40 Tribes offers guided and self-guided backcountry ski and splitboard trips each winter from January through March. Four- to seven-day guided tours start from $1,499 per person. Flights are into and out of the capital city of Bishkek, where travelers are picked up for transfer to the mountains via Karakol. Participants should be advanced to expert-level skiers or boarders with ample backcountry experience. Required gear includes a winter-rated sleeping bag, down booties, fat powder skis (minimum 108mm underfoot) or a splitboard, touring kit and avalanche safety equipment.
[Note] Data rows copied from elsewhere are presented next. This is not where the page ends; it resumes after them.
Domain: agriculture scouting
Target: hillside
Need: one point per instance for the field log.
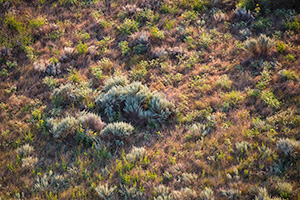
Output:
(144, 99)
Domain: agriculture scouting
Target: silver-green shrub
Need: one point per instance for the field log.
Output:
(105, 192)
(70, 93)
(64, 127)
(135, 154)
(288, 147)
(117, 130)
(91, 121)
(259, 46)
(134, 100)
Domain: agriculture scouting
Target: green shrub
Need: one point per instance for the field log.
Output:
(293, 25)
(262, 24)
(125, 49)
(97, 72)
(115, 81)
(280, 47)
(233, 98)
(289, 75)
(50, 82)
(136, 154)
(117, 130)
(156, 33)
(129, 26)
(284, 189)
(91, 121)
(82, 48)
(288, 147)
(63, 128)
(290, 57)
(133, 100)
(262, 194)
(269, 98)
(242, 148)
(4, 73)
(258, 46)
(105, 192)
(71, 94)
(224, 82)
(36, 23)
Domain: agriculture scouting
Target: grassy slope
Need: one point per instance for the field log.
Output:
(209, 83)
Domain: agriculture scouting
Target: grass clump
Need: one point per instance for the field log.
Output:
(270, 99)
(258, 46)
(134, 101)
(118, 130)
(129, 26)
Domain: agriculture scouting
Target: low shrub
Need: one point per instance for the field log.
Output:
(133, 100)
(117, 130)
(258, 46)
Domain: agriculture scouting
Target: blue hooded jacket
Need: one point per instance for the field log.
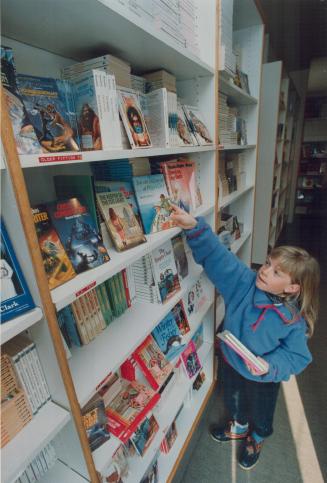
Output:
(261, 325)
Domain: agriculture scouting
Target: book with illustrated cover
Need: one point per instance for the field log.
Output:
(144, 435)
(16, 298)
(25, 136)
(120, 220)
(165, 271)
(197, 125)
(168, 337)
(133, 119)
(153, 202)
(76, 229)
(95, 422)
(47, 113)
(57, 265)
(191, 359)
(152, 362)
(248, 356)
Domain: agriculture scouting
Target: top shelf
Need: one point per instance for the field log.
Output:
(100, 26)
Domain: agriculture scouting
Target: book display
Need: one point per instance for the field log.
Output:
(102, 284)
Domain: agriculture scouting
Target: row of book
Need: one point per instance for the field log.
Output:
(39, 466)
(86, 111)
(23, 386)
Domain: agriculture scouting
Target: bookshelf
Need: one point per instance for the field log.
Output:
(43, 49)
(241, 44)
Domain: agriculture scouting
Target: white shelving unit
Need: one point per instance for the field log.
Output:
(247, 33)
(43, 49)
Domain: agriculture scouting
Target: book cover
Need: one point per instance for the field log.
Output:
(165, 271)
(57, 265)
(120, 220)
(180, 176)
(76, 229)
(144, 435)
(153, 202)
(47, 113)
(15, 295)
(168, 337)
(191, 359)
(133, 119)
(197, 125)
(152, 362)
(25, 136)
(95, 422)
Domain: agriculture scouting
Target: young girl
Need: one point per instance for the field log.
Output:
(272, 313)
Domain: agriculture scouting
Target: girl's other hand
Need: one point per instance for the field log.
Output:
(182, 218)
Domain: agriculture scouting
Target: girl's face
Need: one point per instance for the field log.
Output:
(270, 278)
While you skin four miles into your high-mountain base camp, provisions and gear are packed in on horseback by local hosts. Then, after long days of shredding in the backcountry with veteran guides, you gather around a wood-burning stove to eat regional foods — mutton, samsa, potatoes and dumplings are common — play Yahtzee and soak in the Kyrgyz lifestyle inside the traditional, hand-felted yurts. While the accommodations are, in some ways, more basic than the pampered jet set have come to expect — sleeping quarters are communal, spread out on the floor on traditional mattresses called tushuks — it only makes for a simpler, more authentic shared experience.
Outside the yurts, killer views open up to Lake Issyk-Kul, the world’s second-largest alpine lake and the source of all that beautiful powder. And, of course, above camp the Terskey Alatoo Mountains are all yours. Mornings start with a hearty breakfast before strapping on skis and skins for a full day of touring, anywhere from 3,000 to 6,000 feet. The long climbs are rewarded with drop-ins on big lines of champagne powder and, occasionally, a first descent. This is backcountry skiing on a modest, human level; not the insane 20,000-foot daily verticals of a heli trip, but in an outsized landscape that’s rich in history and culture. “It’s the truest essence of skiing”, says Koupal. “No lifts, snowmobiles or helis: just human-powered travel through the mountains.”